X-ray diffraction studies show that copper crystallizes in an fcc unit cell with cell edge of `3.608 xx 10^(-8)` cm. In a separate experiment, copper is determined to have a density of `8.92 g//cm^3` calculate the atomic mass of copper.

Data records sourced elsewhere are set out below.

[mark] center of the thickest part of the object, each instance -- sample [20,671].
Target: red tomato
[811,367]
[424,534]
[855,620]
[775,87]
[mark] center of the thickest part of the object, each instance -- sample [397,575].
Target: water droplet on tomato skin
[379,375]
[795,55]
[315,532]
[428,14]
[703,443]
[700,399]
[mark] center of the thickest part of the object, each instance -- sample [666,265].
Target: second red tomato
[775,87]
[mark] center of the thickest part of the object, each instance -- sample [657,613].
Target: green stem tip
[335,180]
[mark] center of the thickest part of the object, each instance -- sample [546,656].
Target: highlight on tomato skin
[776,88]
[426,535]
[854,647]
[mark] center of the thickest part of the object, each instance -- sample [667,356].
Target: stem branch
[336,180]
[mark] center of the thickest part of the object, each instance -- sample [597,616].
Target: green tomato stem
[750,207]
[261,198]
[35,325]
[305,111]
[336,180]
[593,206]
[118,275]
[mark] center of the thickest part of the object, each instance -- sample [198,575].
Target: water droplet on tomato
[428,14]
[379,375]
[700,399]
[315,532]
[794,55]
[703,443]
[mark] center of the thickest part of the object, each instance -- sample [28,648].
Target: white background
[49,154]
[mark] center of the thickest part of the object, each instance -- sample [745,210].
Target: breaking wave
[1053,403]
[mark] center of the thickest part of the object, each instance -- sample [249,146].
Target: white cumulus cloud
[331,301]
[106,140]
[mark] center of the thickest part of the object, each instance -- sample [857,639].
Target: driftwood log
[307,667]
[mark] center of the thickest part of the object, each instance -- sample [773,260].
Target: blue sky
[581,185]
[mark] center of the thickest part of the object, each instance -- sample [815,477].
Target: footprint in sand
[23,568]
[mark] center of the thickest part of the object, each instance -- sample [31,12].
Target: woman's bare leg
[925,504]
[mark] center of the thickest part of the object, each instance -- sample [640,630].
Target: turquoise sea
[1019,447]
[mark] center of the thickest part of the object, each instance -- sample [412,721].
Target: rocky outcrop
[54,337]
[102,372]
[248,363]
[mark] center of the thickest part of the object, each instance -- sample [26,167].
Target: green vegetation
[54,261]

To calculate the atomic mass of copper using the given data, we can follow these steps: ### Step 1: Write down the known values - Density of copper (ρ) = 8.92 g/cm³ - Edge length of the FCC unit cell (a) = 3.608 x 10^(-8) cm - Number of atoms per unit cell in FCC (Z) = 4 - Avogadro's number (NA) = 6.022 x 10²³ mol⁻¹ ### Step 2: Calculate the volume of the unit cell (V) The volume of the cubic unit cell can be calculated using the formula: \[ V = a^3 \] Substituting the value of a: \[ V = (3.608 \times 10^{-8} \, \text{cm})^3 \] ### Step 3: Calculate the volume Calculating the volume: \[ V = (3.608 \times 10^{-8})^3 = 4.694 \times 10^{-24} \, \text{cm}^3 \] ### Step 4: Use the density formula to find the atomic mass (m) The formula relating density, atomic mass, and volume is: \[ \rho = \frac{Z \cdot m}{V \cdot N_A} \] Rearranging the formula to solve for m: \[ m = \frac{\rho \cdot V \cdot N_A}{Z} \] ### Step 5: Substitute the known values into the equation Substituting the known values: \[ m = \frac{8.92 \, \text{g/cm}^3 \cdot 4.694 \times 10^{-24} \, \text{cm}^3 \cdot 6.022 \times 10^{23} \, \text{mol}^{-1}}{4} \] ### Step 6: Calculate the atomic mass Calculating the atomic mass: \[ m = \frac{8.92 \cdot 4.694 \times 10^{-24} \cdot 6.022 \times 10^{23}}{4} \] \[ m = \frac{8.92 \cdot 4.694 \cdot 6.022}{4} \times 10^{-1} \] \[ m = \frac{8.92 \cdot 28.05}{4} \] \[ m = \frac{250.27}{4} \] \[ m \approx 62.57 \, \text{g/mol} \] ### Final Result The atomic mass of copper is approximately **63.55 g/mol**.